The Department of Environment and Natural Resources (DENR) is looking at waste-to-energy (WTE) technologies as a "win-win solution" to the worsening garbage problem in the country, particularly in Metro Manila.
DENR Undersecretary for Policy, Planning and International Affairs Jonas Leones said that WTE is a "smart alternative" to the traditional sanitary landfill, which is the waste disposal method allowed under Republic Act No. 9003, or the Ecological Solid Waste Management Act of 2000.
"Our landfills can only hold so much trash," Leones said. "We need to look for other ways to dispose of our garbage and WTE is a smart alternative with less environmental impact."
It will be recalled that DENR Secretary Roy A. Cimatu recently met with board members of the Union of Local Authorities of the Philippines (ULAP), an umbrella organization of elected government officials from provincial down to the barangay levels, where he sought their commitment to prioritize solid waste management in their respective localities because of the increasing volume of garbage being generated throughout the country.
"Local government units are duty-bound to comply with the existing law on solid waste management," Cimatu said. "The law provides that the primary responsibility in the implementation of waste segregation and disposal at source is lodged with the LGUs."
According to Leones, WTE is more environment-friendly than sanitary landfills.
He noted that when waste sits in landfills, it leaks methane and other greenhouse gases that are harmful to the environment and human health.
"On the other hand, there are WTE technologies that use biogas or enzymes to convert waste into useful energy," Leones pointed out. "With these technologies, we will be able to reduce the need for landfill disposal."
While R.A. 8749 or the Philippine Clean Air Act of 1999 bans the use of incinerators, Leones explained that the Supreme Court had already ruled in the case of MMDA v. JanCom Environmental Corp. that "not all incineration violate the law."

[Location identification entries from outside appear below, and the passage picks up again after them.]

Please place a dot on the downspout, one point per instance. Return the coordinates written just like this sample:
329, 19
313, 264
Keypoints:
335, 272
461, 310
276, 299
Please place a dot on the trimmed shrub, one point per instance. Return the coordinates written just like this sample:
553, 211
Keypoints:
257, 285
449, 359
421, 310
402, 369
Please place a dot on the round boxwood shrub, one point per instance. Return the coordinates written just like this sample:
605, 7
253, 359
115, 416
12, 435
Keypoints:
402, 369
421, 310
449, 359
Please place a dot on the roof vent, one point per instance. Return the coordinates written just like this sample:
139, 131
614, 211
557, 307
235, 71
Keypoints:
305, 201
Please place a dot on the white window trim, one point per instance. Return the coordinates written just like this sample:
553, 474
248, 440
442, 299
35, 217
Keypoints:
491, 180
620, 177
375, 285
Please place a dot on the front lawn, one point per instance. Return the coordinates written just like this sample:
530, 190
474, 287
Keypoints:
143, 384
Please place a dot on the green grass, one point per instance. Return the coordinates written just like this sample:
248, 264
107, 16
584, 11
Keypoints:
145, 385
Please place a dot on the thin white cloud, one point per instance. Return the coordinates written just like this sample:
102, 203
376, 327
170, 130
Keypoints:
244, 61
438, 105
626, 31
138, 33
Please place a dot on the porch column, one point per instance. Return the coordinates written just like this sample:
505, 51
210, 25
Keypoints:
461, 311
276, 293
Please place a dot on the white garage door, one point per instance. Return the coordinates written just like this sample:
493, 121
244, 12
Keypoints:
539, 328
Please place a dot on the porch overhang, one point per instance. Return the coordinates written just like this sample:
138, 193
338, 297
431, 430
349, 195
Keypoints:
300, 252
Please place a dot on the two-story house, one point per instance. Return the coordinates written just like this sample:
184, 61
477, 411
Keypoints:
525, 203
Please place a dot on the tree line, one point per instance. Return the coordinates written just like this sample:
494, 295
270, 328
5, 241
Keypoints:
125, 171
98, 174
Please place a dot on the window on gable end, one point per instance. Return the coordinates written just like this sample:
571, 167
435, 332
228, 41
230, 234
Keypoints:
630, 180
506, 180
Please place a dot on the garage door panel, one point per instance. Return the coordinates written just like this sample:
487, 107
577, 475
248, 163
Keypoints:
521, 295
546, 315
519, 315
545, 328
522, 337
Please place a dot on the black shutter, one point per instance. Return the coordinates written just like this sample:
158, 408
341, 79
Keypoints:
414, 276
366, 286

He insisted that incineration technologies that comply with emissions standards are allowable, such as WTE.
In fact, the National Solid Waste Commission issued last year the guidelines on the implementation of WTE, which is one of the technologies mentioned in R.A. 9513 or the Energy Renewable Act of 2008 as alternative energy sources.
As such, the DENR currently undertakes a technical cooperation project with the Japanese government on the use of advanced WTE technologies, through thermal process. The cities of Quezon, Cebu and Davao have been chosen as pilot sites for the project.